Dr. Tarbell began her career at Boston Children's Hospital where she played a pivotal role in developing the pediatric radiation oncology program. She was the Chief of the Division of Pediatric Radiation Oncology at Boston Children's Hospital from 1984-1997. She then went on to grow the pediatric radiation oncology service at Massachusetts General Hospital from 1997–2008. She is a specialist in pediatric oncology and pediatric brain tumors and served on the national Children’s Oncology Group Brain Tumor Committee.
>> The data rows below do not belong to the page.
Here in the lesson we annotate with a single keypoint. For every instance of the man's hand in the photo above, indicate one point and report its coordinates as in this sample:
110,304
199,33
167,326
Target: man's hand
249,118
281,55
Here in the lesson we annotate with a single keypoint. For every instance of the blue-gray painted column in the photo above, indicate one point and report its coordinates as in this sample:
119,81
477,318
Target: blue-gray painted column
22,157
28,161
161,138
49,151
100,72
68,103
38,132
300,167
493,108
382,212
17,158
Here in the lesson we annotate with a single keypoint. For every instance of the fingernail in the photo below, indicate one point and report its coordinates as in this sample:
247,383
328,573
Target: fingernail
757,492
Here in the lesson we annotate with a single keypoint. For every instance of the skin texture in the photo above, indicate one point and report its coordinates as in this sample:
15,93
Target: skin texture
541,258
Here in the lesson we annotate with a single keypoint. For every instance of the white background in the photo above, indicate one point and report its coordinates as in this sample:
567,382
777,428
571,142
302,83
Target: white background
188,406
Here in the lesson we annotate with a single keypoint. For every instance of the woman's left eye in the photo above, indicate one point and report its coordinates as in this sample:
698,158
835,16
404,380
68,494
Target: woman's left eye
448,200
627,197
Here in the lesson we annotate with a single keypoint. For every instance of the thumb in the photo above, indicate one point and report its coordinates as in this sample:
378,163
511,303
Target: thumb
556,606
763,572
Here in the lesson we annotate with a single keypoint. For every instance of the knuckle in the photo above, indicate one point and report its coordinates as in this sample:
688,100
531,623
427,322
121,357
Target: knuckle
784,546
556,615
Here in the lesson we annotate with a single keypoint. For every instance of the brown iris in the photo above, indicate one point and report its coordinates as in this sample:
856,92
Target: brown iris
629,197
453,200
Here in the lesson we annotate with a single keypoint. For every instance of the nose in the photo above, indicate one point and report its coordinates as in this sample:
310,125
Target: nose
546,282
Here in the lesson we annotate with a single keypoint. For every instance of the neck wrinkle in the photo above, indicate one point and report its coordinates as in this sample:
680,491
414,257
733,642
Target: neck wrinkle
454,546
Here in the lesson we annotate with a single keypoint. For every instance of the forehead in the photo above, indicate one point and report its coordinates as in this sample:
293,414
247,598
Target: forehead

She was the founding director for the Mass General Office for Women's Career's and the Center for Faculty development, devoted to advancing gender equity in academic medicine.

== Research and Publications ==
Dr. Tarbell is renowned for her research in pediatric brain tumors, particularly high-risk medulloblastoma, and the application of proton therapy. Her scholarly output includes more than 250 original publications and book chapters. Her h-index according to Google Scholar is 89 with 24,652 citations (as of January 31, 2020). She is co-editor of Pediatric Radiation Oncology, now in its 6th edition.